Le Royaume-Uni, soutenu par l’Irlande, demande l’annulation de la décision et fait grief au Conseil d’avoir adopté la décision sur la base de l’article 48 TFUE. En adoptant la décision sur cette base juridique, le Conseil aurait privé le Royaume-Uni du droit de ne pas prendre part à la décision conformément au protocole nº 21. A l’appui de ce grief, le Royaume-Uni fait valoir que l’article 48 TFUE est une disposition accessoire au principe de libre circulation, à l’intérieur de l’Union, des travailleurs migrants salariés et non salariés qui sont ressortissants des États membres. La compétence que cet article confère ne pourrait être étendue afin d’adopter des actes en faveur de ressortissants des pays tiers ou des personnes économiquement inactives.
Le Conseil, soutenu par la France et la Commission, considère que l’article 48 TFUE est la base juridique matérielle appropriée. Il expose que le but de la décision attaquée est de faire en sorte que l’acquis de l’Union concernant la coordination des systèmes de sécurité sociale, s’applique tant aux ressortissants suisses ayant leur résidence sur le territoire de l’Union qu’aux ressortissants d’un État membre de l’Union résidant sur le territoire de la Confédération suisse. Le règlement nº 883/2004, au delà de la modification du champ d’application personnel du règlement qu’il remplace, met à jour et simplifie les règles en la matière. La décision attaquée a donc, selon le Conseil, pour objectif de mettre à jour les règles de coordination des systèmes de sécurité sociale déjà en vigueur entre les parties contractantes.
De plus, l’intégration des nouveaux règlements dans l’annexe relative à la coordination des systèmes de sécurité sociale découle, selon le Conseil, directement des engagements pris par l’Union dans le cadre dudit accord. Selon le Conseil et la Commission, l’exclusion d’un État membre serait en pratique susceptible de mettre en péril la réalisation des objectifs de l’accord bilatéral et irait à l’encontre des obligations de l’Union européenne envers la Suisse.

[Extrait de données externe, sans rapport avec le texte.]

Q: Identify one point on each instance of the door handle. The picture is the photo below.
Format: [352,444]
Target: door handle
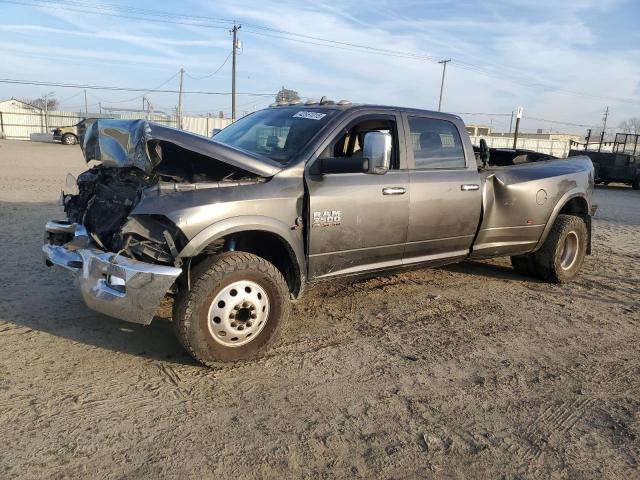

La Cour de justice accueille les arguments du Conseil, rappelant d’abord que le choix de la base juridique d’un acte de l’Union doit se fonder sur des éléments objectifs susceptibles de contrôle juridictionnel. La Cour précise que la légalité du choix de la base juridique n’est pas influencée par la conséquence que celui-ci peut avoir quant à l’application ou non du protocole n° 21. A l’inverse, le contexte, le but de la décision et son contenu, ont une influence déterminante. Eu égard au contexte, celui de l’accord bilatérale sur la libre circulation, et au but et au contenu de la décision, à savoir la mise à jour du droit applicable aux ressortissants suisses dans l’Union européenne et aux ressortissants de l’Union en Suisse en remplaçant les références contenues dans l’annexe de l’accord, l’article 48 TFUE pouvait valablement servir de base juridique à l’adoption de la décision attaquée.
Edouard Verté, "Contrôle de la base juridique d’une décision mettant à jour l’accord sur la libre circulation entre l’Union européenne et la Suisse", www.unige.ch/ceje, Actualité du 3 mars 2014.